Shares of Elan Microelectronics Corp (義隆電子) yesterday tumbled 4.22 percent after the chip designer gave a gloomy financial forecast for this quarter given weaker-than-expected demand for notebook computers and penalties for not exercising a contract signed with its chip supplier.
As customer demand has weakened significantly, Elan said it opted not to honor a three-year chip supply agreement with a foundry service provider, making it the nation’s first chip designer to default on a chip supply contract.
During the height of the chip crunch in the past two years, many chip designers signed long-term supply agreements with foundry service providers to secure supply.
“Customers have become extraordinarily conservative at this point, even though some of them have managed to lower their inventory compared with the same period last year,” Elan chairman Yeh I-hau (葉儀皓) said. “Our orders from Chromebook makers are only half of that last year.”
As customer demand dipped, Elan chose to default on the supply contract and book the full penalty this quarter, Yeh said.
Elan’s stock price sank to NT$79.50 yesterday, underperforming the TAIEX, which gained 0.31 percent.
Commenting on customers’ inventory digestion, Yeh said most Windows-based PC makers are expected to complete their inventory correction at the end of this year, but Chromebook makers would take a longer time — likely the first or second quarter of next year.
“We hope the fourth quarter would be the worst period,” Yeh said.
Revenue is forecast to plunge sequentially between 29 percent and 38 percent to between NT$1.8 billion and NT$2 billion (US$55.9 million and US$62.1 million) this quarter from NT$2.82 billion last quarter.
Three months ago, Elan, which designs chips for PC touch pads and laptop touch screens, expected revenue to pick up this quarter after a 32 percent sequential decline last quarter.
“However, we saw purchasing sentiment worsen, with PC brands cutting their sales forecast because of weak consumer demand, which slowed inventory digestion,” Elan spokesman Dennis Liu (劉代銘) told investors during an online meeting on Thursday.
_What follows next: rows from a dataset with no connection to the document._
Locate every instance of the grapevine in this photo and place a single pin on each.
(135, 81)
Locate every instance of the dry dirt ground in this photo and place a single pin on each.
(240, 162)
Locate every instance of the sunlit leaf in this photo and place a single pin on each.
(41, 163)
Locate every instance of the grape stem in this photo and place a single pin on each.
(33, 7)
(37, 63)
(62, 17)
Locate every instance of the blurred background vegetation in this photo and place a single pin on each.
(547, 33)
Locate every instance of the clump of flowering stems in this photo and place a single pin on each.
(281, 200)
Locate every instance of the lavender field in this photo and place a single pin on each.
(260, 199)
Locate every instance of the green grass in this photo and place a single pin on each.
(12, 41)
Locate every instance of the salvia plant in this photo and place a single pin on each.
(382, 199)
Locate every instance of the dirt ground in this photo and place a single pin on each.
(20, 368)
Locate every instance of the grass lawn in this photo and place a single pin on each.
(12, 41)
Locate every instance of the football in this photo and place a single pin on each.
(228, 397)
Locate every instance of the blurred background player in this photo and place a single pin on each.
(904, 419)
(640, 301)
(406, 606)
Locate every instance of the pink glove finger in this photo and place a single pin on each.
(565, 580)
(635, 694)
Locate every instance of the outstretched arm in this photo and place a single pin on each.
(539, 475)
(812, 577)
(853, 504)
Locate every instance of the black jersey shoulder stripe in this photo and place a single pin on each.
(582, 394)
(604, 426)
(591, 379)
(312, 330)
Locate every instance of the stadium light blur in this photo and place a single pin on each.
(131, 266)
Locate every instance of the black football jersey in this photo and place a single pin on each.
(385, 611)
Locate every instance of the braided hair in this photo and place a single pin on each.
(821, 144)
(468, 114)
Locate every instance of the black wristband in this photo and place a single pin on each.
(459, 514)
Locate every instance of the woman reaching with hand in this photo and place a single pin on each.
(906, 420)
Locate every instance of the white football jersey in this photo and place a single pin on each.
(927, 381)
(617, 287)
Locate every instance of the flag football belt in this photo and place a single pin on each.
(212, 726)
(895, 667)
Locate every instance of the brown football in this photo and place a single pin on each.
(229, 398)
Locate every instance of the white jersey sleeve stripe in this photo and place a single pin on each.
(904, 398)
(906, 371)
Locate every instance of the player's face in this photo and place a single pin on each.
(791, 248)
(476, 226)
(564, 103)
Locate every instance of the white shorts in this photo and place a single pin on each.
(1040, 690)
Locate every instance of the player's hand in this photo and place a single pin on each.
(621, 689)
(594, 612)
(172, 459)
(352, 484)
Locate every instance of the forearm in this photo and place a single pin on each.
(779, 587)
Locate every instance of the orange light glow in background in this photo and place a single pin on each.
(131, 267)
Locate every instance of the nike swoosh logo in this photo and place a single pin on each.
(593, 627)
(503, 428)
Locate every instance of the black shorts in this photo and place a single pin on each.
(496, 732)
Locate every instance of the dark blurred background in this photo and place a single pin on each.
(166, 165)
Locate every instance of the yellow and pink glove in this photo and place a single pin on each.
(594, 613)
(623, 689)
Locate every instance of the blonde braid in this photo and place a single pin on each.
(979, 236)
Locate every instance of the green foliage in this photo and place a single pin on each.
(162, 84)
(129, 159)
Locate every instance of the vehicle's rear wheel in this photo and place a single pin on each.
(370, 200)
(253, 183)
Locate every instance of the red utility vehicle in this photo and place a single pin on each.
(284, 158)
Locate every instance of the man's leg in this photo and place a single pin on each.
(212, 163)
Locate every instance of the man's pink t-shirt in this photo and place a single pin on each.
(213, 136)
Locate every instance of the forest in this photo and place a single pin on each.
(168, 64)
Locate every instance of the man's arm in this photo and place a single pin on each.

“All of our product lines have shown weak momentum in the fourth quarter compared with the third quarter,” he said.
Gross margin is forecast to range from 45 percent to 47 percent this quarter, compared with 46 percent last quarter, as demand for high-margin touch screens drops, Liu said.
Operating margin is expected to plunge to between 3.6 percent and 9.8 percent this quarter, from 18.9 percent last quarter. That meant Elan’s bottom line might approach the break-even point this quarter.
Last quarter, Elan reported that net profit contracted 33 percent to NT$522 million from NT$784 million in the third quarter. That represented an annual decline of 62 percent from NT$1.32 billion.
Earnings per share fell to NT$1.83 last quarter, from NT$2.75 in the second quarter and NT$4.7 in the third quarter last year.